Aux termes de l’article 3 de la convention européenne de sauvegarde des droits de l’homme et des libertés fondamentales : « Nul ne peut être soumis à la torture ni à des peines ou traitements inhumains ou dégradants ».
Il ressort des pièces du dossier que, par une décision du 24 février 2026, notifiée à Mme B… le 2 mars 2026, l’OFPRA a rejeté sa demande d’asile déposée le 30 janvier 2026. L’intéressée a alors déposé une demande d’aide juridictionnelle le 3 mars 2026 afin de contester cette décision devant la Cour nationale du droit d’asile (CNDA).
D’une part, pour justifier de la suspension de l’exécution de l’arrêté d’expulsion du 25 juillet 2017 jusqu’à l’expiration du délai de recours devant la CNDA, Mme B… se prévaut de la situation de conflit armé sur le sol ukrainien née de l’offensive russe débutée en février 2022 et de ce que le pays est marqué par la corruption, incapable de mener des enquêtes judiciaires indépendantes et impartiales.
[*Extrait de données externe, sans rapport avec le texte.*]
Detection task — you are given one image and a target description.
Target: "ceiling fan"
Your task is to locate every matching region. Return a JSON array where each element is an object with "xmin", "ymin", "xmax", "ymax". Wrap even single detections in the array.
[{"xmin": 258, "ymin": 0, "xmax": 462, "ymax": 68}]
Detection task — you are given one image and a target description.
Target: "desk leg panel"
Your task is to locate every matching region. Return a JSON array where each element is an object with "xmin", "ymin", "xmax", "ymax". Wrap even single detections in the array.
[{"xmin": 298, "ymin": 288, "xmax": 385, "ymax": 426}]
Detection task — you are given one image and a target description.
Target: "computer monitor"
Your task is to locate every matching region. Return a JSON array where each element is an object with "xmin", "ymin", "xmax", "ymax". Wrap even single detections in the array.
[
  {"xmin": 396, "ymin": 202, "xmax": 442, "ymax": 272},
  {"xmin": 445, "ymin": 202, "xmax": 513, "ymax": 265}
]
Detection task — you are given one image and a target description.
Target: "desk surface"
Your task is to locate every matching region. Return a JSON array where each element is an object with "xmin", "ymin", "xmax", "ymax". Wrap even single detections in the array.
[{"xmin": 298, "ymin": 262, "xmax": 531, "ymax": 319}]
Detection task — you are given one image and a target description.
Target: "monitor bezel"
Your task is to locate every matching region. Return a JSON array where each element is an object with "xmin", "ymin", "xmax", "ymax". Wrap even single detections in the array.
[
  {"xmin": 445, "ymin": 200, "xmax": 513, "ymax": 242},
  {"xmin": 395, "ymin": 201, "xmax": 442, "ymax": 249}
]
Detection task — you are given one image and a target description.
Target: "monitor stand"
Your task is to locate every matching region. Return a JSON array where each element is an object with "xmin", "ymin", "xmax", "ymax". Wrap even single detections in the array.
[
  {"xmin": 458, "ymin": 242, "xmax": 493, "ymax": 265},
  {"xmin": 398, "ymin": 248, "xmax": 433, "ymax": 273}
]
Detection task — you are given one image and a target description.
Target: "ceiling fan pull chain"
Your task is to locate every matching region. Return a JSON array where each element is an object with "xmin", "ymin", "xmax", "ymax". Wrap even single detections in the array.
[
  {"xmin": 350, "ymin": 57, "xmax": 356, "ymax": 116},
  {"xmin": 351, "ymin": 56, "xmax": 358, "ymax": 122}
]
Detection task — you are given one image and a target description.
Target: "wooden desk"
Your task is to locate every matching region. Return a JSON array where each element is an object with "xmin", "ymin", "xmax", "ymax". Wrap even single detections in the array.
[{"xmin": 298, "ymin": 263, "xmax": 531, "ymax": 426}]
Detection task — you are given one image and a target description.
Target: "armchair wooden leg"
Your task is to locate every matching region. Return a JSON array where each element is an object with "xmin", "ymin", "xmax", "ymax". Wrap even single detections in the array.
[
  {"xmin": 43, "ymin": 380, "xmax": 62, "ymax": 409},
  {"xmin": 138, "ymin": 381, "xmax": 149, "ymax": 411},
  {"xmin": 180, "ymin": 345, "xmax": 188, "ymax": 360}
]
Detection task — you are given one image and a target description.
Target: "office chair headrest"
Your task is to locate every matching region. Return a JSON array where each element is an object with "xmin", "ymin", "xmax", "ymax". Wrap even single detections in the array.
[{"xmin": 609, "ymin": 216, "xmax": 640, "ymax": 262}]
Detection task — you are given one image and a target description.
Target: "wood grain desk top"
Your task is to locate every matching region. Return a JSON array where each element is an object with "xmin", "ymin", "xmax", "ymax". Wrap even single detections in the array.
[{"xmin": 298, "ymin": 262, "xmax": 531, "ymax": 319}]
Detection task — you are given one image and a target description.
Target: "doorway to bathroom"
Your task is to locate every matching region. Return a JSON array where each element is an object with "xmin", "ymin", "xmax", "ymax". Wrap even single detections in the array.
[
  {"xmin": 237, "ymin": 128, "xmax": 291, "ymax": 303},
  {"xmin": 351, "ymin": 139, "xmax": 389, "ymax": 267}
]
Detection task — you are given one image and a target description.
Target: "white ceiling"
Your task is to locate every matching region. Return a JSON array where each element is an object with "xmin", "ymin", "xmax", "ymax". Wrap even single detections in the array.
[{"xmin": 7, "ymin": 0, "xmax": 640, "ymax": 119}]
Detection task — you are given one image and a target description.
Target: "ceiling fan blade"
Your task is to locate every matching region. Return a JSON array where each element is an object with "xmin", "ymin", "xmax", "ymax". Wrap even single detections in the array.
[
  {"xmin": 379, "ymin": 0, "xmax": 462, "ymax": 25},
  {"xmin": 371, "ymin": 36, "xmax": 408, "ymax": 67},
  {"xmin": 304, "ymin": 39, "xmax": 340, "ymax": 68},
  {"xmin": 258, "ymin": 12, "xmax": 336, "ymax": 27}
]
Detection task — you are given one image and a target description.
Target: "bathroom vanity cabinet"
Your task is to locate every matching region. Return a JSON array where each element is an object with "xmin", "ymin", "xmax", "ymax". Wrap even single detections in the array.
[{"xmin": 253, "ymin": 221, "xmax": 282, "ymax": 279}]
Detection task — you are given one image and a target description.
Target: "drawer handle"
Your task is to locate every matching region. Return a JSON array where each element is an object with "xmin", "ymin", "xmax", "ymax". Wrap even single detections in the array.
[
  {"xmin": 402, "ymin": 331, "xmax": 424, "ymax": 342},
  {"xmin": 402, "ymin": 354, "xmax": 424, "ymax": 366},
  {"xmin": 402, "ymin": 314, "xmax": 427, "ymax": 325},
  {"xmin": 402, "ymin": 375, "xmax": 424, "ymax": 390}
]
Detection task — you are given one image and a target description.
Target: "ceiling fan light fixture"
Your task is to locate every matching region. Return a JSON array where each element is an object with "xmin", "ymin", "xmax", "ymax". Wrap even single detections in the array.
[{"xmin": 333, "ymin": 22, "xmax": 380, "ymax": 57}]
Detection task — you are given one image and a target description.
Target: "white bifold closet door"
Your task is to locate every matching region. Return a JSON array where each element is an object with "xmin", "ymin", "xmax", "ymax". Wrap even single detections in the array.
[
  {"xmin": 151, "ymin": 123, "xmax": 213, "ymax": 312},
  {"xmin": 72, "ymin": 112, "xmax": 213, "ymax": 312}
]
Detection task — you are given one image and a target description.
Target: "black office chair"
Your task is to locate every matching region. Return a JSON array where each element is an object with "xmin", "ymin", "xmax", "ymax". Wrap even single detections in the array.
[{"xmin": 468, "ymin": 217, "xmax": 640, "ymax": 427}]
Toutefois, la requérante se borne à se prévaloir de ces éléments généraux sans aucunement les corroborer, en particulier au regard de la situation prévalant dans l’oblast de Rivne dont elle est originaire. Dans ces conditions, la requérante ne démontre pas sérieusement la méconnaissance des stipulations de l’article 3 de la convention européenne de sauvegarde des droits de l’homme et des libertés fondamentales. D’autre part, si Mme B… fait valoir qu’elle disposait du droit de se maintenir sur le territoire français en vertu de l’article L. 542-1 du code de l’entrée et du séjour des étrangers et du droit d’asile, ce droit est subordonné au dépôt d’un recours devant la CNDA, ce dont elle ne justifie pas à l’instance, ayant uniquement déposé une demande d’aide juridictionnelle.
Par suite, la requête de Mme B… doit être rejetée, y compris en ses conclusions à fin d’injonction sous astreinte et celles présentées au titre de l’article L. 761-1 du code de justice administrative.
D E C I D E :
Article 1er : La requête de Mme B… est rejetée.
Article 2 : Le présent jugement sera notifié à Mme A… B…, au préfet des Bouches-du-Rhône et au préfet de la Moselle.
Rendu public par mise à disposition au greffe le 13 mars 2026.
Le magistrat désigné,
T. SiebertLa greffière
O. Tsimbo-Nussbaum
La République mande et ordonne au préfet des Bouches-du-Rhône et au préfet de la Moselle en ce qui les concerne ou à tous commissaires de justice à ce requis en ce qui concerne les voies de droit commun contre les parties privées, de pourvoir à l’exécution de la présente décision.